Attraverso il suo progetto educativo, il don dà valore all’impegno personale alla costruzione del bene comune. Ognuno deve agire come si sentisse responsabile di tutto, in armonia e coerenza con la propria coscienza autentica di cittadino sovrano e non più di suddito.

“A fare quelle mossettine in sala da ballo ti riesce e a seguire una riunione politica e sindacale che ti prepara a essere più capace, più sovrana, ti pare di non essere capace? Eppure  probabilmente l'anno prossimo andrai a lavorare e avrai davanti responsabilità immense: licenzieranno una tua compagna di lavoro e dovrai decidere se scioperi o no per lei, se difenderla o no, se sacrificarti o non sacrificarti per lei, se andare in corteo davanti alla prefettura o davanti alla direzione, se rovesciare le macchine e rompere i vetri oppure se tu dovrai zitta zitta chinare la testa e permettere che la tua compagna sia cacciata fuori a pedate dalla fabbrica. Tu queste cose le dovrai decidere l'anno prossimo e per ora ti prepari, twistando in una sala da ballo?"

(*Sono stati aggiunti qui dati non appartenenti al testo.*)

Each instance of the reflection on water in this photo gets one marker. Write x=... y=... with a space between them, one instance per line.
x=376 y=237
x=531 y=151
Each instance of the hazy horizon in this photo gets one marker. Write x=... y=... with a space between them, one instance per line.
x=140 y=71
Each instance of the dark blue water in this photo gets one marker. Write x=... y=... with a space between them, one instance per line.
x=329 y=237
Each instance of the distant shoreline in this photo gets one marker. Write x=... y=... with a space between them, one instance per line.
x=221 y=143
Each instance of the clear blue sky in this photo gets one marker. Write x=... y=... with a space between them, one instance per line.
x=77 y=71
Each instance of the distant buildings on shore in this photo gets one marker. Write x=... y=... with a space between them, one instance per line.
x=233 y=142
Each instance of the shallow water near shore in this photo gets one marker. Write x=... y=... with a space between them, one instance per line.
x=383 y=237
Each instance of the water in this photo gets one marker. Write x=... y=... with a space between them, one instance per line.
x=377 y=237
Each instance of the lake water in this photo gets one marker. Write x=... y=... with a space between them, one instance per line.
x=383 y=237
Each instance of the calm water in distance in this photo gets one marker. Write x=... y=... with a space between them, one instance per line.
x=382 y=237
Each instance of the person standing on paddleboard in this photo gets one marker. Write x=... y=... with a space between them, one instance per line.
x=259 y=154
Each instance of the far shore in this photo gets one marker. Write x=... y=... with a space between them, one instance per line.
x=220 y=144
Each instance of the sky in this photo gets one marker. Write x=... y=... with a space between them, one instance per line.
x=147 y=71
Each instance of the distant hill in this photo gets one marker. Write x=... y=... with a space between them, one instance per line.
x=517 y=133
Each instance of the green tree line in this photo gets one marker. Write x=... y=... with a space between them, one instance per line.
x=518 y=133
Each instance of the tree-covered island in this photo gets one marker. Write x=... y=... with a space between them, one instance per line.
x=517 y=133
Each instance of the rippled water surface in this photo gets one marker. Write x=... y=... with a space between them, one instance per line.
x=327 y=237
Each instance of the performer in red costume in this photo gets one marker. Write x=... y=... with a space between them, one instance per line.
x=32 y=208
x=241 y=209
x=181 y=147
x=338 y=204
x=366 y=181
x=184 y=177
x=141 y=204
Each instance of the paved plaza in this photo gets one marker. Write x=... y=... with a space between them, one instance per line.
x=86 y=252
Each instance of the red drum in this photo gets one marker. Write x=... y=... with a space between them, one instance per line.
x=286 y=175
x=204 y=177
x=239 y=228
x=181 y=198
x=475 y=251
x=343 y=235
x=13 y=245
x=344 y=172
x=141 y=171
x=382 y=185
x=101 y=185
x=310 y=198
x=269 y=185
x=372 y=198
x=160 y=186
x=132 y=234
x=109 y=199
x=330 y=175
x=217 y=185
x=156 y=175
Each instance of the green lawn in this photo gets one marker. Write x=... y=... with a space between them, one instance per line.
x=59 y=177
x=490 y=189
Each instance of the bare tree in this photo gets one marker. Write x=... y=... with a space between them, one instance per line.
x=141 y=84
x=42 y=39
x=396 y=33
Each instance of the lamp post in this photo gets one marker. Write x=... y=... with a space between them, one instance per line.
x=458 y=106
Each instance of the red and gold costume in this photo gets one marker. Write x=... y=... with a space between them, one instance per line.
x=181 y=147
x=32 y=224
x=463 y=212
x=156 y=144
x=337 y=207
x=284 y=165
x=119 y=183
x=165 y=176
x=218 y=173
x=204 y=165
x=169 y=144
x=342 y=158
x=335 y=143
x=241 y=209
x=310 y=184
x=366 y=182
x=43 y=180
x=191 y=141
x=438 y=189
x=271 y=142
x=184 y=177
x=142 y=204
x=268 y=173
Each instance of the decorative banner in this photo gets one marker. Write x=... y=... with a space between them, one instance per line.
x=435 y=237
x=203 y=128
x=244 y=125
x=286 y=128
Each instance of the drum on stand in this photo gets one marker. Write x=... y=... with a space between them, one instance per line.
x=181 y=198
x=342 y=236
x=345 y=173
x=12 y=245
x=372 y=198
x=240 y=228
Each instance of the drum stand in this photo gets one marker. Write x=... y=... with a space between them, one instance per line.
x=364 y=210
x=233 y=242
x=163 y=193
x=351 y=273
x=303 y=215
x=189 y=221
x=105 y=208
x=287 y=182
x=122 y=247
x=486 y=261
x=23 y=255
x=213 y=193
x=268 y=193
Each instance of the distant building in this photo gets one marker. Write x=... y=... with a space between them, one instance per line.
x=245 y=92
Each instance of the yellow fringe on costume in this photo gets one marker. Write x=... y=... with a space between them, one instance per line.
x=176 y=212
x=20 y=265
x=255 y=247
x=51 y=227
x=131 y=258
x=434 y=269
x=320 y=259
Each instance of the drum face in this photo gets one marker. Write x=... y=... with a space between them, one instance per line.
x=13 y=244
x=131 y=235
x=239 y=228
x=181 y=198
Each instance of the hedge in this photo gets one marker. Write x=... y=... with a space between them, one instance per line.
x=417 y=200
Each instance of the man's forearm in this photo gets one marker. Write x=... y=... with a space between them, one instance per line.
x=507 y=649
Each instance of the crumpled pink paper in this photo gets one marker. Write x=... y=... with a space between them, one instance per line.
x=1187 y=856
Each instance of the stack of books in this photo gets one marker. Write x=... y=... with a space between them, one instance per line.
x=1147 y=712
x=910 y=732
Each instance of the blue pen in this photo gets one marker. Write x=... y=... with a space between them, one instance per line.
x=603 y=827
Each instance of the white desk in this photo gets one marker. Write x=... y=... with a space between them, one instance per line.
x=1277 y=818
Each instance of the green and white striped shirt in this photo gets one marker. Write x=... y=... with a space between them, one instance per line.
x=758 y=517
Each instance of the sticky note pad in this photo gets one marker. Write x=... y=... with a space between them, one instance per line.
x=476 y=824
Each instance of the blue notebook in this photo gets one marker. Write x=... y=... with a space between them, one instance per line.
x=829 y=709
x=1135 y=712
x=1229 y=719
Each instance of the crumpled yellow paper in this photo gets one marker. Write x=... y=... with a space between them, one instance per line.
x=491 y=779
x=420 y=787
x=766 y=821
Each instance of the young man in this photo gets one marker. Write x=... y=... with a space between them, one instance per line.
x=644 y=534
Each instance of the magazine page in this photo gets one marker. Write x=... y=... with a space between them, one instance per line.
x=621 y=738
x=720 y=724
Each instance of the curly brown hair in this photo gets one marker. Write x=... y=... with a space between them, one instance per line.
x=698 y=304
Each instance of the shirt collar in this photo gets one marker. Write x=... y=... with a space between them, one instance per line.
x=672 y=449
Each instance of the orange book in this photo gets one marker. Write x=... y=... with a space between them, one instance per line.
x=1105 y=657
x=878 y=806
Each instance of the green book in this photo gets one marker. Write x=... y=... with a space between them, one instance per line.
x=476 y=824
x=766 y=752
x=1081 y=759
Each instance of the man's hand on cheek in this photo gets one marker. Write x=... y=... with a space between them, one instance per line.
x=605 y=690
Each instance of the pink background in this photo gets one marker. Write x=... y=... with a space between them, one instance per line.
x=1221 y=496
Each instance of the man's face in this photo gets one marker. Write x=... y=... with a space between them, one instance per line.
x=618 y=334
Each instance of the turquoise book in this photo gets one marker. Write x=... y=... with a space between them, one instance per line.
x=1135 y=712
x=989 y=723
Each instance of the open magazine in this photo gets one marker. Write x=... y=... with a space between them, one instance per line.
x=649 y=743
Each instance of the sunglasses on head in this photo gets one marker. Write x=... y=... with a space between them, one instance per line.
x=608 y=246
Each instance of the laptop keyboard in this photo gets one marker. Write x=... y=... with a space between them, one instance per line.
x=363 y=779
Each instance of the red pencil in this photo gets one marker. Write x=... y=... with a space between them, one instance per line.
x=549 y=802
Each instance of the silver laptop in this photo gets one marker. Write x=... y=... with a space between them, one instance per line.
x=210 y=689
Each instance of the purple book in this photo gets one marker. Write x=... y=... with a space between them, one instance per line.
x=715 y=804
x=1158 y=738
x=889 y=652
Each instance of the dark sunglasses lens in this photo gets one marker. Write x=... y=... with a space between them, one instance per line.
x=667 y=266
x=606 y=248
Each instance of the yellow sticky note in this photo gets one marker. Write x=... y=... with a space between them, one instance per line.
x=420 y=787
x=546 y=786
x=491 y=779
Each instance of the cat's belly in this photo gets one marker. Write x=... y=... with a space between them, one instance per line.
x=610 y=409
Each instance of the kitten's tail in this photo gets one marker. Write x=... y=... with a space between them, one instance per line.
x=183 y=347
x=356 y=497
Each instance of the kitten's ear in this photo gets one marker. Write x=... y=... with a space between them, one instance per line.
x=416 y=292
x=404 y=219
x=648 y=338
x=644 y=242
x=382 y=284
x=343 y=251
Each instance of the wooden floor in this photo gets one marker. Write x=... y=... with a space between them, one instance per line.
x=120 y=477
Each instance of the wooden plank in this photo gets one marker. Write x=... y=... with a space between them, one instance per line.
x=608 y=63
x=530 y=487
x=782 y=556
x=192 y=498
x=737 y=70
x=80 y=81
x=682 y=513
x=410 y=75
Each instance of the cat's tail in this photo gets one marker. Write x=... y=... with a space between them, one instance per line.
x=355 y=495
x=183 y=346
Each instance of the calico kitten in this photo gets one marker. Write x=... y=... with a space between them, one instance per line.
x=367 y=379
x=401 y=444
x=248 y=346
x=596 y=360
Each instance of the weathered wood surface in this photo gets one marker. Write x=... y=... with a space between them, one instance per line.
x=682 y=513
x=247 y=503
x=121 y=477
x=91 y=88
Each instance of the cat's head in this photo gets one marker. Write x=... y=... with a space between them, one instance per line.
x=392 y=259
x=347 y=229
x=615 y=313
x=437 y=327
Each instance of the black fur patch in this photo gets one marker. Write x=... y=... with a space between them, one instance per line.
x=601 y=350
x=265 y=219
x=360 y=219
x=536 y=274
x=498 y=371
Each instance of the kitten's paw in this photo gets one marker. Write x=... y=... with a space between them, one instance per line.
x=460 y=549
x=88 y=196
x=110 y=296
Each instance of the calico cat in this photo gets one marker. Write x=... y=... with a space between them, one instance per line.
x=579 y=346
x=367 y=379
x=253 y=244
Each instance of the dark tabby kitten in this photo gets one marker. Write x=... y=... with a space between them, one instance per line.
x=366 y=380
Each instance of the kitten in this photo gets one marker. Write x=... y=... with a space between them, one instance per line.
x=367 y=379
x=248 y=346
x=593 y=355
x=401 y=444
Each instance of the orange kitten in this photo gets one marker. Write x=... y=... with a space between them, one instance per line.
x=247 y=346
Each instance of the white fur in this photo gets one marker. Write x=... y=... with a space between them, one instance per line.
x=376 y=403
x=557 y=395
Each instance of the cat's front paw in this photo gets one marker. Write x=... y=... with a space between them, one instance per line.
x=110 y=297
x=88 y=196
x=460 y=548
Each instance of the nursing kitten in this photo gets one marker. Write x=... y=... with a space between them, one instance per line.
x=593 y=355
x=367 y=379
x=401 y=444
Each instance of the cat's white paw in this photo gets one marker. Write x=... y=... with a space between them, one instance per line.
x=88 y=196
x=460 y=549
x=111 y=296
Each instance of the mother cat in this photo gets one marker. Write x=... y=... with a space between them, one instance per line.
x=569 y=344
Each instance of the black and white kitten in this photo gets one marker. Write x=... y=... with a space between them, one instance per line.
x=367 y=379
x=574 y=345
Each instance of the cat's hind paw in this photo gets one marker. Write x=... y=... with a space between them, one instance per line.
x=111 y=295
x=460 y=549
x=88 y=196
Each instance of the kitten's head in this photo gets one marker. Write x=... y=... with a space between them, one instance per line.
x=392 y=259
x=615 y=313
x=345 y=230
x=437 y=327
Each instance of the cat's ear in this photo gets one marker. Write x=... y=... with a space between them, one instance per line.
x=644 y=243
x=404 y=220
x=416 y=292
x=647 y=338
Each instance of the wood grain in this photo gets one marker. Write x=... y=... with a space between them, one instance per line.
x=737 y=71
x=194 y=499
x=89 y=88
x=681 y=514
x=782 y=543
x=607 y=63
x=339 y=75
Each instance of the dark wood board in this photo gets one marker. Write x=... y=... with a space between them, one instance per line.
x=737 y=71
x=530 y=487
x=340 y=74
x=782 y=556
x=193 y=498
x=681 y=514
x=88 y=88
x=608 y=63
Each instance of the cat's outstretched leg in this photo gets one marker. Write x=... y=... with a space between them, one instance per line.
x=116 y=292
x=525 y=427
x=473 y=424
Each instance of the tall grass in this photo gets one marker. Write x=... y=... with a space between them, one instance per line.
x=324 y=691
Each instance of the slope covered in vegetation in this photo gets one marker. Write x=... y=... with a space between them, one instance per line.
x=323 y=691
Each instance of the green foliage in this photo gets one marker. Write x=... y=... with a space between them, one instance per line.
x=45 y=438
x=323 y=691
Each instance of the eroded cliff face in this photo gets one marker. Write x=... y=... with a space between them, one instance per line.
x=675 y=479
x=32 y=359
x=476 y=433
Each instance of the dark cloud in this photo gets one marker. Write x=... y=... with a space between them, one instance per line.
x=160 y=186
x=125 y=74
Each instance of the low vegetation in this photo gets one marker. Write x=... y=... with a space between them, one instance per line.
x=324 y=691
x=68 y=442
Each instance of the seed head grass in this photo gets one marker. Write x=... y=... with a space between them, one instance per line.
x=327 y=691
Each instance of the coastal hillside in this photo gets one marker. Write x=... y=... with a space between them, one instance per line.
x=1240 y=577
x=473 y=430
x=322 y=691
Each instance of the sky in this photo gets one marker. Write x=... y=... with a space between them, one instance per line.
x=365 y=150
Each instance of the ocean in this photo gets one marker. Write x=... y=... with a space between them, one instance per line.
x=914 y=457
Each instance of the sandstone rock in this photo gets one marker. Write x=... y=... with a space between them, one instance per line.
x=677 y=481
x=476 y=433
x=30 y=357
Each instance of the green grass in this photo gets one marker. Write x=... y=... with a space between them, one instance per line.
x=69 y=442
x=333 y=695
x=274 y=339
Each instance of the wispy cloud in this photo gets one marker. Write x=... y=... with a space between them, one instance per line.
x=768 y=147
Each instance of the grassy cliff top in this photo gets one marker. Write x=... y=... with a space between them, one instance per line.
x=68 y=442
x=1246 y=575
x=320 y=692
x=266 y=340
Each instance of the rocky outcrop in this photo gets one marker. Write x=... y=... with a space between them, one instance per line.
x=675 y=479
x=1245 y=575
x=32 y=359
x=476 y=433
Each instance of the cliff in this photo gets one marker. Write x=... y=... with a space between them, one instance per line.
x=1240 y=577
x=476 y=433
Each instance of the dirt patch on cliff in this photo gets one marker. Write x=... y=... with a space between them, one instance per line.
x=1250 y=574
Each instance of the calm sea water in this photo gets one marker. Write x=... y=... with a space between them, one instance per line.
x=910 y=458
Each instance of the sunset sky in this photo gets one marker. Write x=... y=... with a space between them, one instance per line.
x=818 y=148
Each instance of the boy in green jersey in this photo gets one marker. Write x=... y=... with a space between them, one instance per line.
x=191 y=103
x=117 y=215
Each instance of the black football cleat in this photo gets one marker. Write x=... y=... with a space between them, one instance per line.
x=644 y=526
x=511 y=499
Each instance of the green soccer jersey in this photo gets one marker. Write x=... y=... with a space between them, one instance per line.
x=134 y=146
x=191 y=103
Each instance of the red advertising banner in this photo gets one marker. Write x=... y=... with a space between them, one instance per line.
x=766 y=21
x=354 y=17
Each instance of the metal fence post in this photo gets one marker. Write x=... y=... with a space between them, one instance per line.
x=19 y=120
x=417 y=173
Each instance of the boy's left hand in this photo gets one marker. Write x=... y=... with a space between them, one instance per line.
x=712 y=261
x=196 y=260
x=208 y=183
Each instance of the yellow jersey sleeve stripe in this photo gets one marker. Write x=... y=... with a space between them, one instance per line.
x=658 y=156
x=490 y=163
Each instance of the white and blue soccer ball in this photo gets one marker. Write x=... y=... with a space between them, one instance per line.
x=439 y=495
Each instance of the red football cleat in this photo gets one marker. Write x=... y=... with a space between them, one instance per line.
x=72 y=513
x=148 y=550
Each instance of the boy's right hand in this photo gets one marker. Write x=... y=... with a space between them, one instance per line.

Da Barbiana don Milani tenta di far sentire ognuno protagonista di un progetto di responsabilità comune. Si può cominciare a scegliere, a mettersi in gioco, a farsi promotore della diversità. E questo può e dovrebbe partire da ogni “maestro che – come scrive don Lorenzo - deve essere per quanto può profeta, scrutare i segni dei tempi, indovinare negli occhi dei ragazzi le cose belle che essi vedranno chiare domani e che noi vediamo solo in modo confuso”. "Dovremmo anche – sono ancora sue parole – avere il coraggio di dire ai giovani che essi sono tutti sovrani, per cui l’obbedienza non è ormai più una virtù, ma la più subdola delle tentazioni, che non credano di potersene far scudo né davanti agli uomini né davanti a Dio, che bisogna che si sentano ognuno l’unico responsabile di tutto".